Plus concrètement, l’exercice de la garde d’une chose constitue l’un des éléments requis pour engager la responsabilité du fait des choses, au même rang que la survenance d’un dommage ou l’implication active de ladite chose.

Alors, qu’englobe réellement la notion de garde de la chose ?

Qu’est-ce que la notion de garde d’une chose ?

La notion de garde d’une chose est caractérisée par l’autorité effective qu’un individu exerce sur celle-ci.

Le gardien est la personne qui dispose de la garde matérielle de cette chose, c’est-à-dire qui en possède l’exploitation, l’orientation et la supervision.

L’exploitation correspond à la domination sur cette chose, c’est-à-dire l’utilisation de celle-ci dans son propre intérêt.

L’orientation s’apparente quant à elle au fait de déterminer l’objectif de l’utilisation de la chose.

Enfin, la supervision implique la possibilité de prévenir une utilisation défaillante de cette chose.

De ce fait, le propriétaire de la chose est généralement présumé être le gardien de celle-ci. Néanmoins, il est possible que le gardien ne soit pas le propriétaire, mais plutôt un détenteur simple (ex : en cas de vol ou d’emprunt), si celui-ci exerce les pouvoirs d’exploitation, d’orientation et de supervision sur ladite chose.

La vision matérielle de la garde d’une chose a été principalement mise en lumière par l’arrêt Franck en date du 2 décembre 1941.

La question de la garde de la chose : lumière sur l’arrêt Franck du 2 décembre 1941

Dans l’emblématique arrêt Franck, la Cour de cassation soutient que le propriétaire peut renverser la présomption de garde pesant sur lui en démontrant qu’il n’a plus l’usage, la direction et le contrôle de la chose. Il s’agit alors d’une présomption simple pour le propriétaire.

Le contexte

La nuit du 24 au 25 décembre 1929, Monsieur Franck est victime du vol de sa voiture.

Pendant cette même nuit, le voleur prend le volant de la voiture et percute mortellement un passant.

Le déroulement de l’affaire

Les héritiers de la victime portent plainte contre Monsieur Franck, propriétaire du véhicule, pour réclamer des dommages et intérêts.

En première instance, la Cour de cassation se prononce en faveur de la responsabilité de Monsieur Franck, considérant qu’en tant que propriétaire, il conserve la garde de la voiture malgré le vol (Cass. Civ. 3 mars 1936). Cette décision repose sur la notion de garde juridique de la chose: seul le pouvoir de droit importe, indépendamment du pouvoir de fait.
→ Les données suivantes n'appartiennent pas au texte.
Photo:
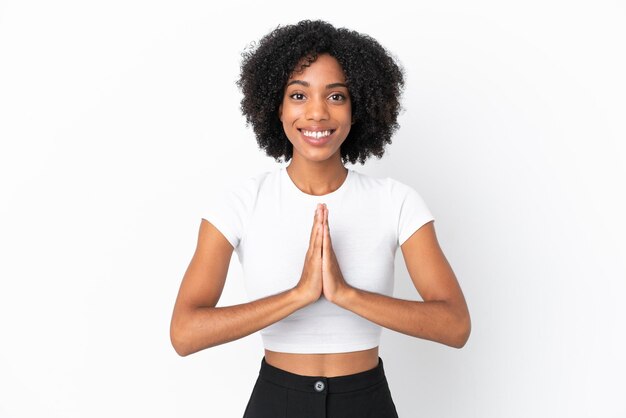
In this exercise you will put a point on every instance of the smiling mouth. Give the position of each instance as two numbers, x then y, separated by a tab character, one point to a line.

Cependant, la Cour d’appel de renvoi ne suit pas ce raisonnement. Elle estime que la garde du véhicule a été transférée au voleur, déchargeant ainsi Monsieur Franck de sa responsabilité (CA Besançon, 25 févr. 1937).

L’importance de l’arrêt Franck

En rendant son verdict le 2 décembre 1941, les chambres réunies de la Cour de cassation valident l’approche adoptée par la Cour d’appel de Besançon. La Cour déclare que Monsieur Franck, « ayant été privé de l’usage, de la direction et du contrôle de sa voiture, n’en avait plus la garde et n’était plus soumis à la présomption de responsabilité établie par l’article 1384, alinéa 1er, du Code civil ».

Cette décision consacre la vision matérielle de la garde de la chose : si le propriétaire n’exerce plus l’usage, la direction et le contrôle de la chose, alors il n’en a plus la garde et ne peut être tenu responsable des dommages causés par celle-ci.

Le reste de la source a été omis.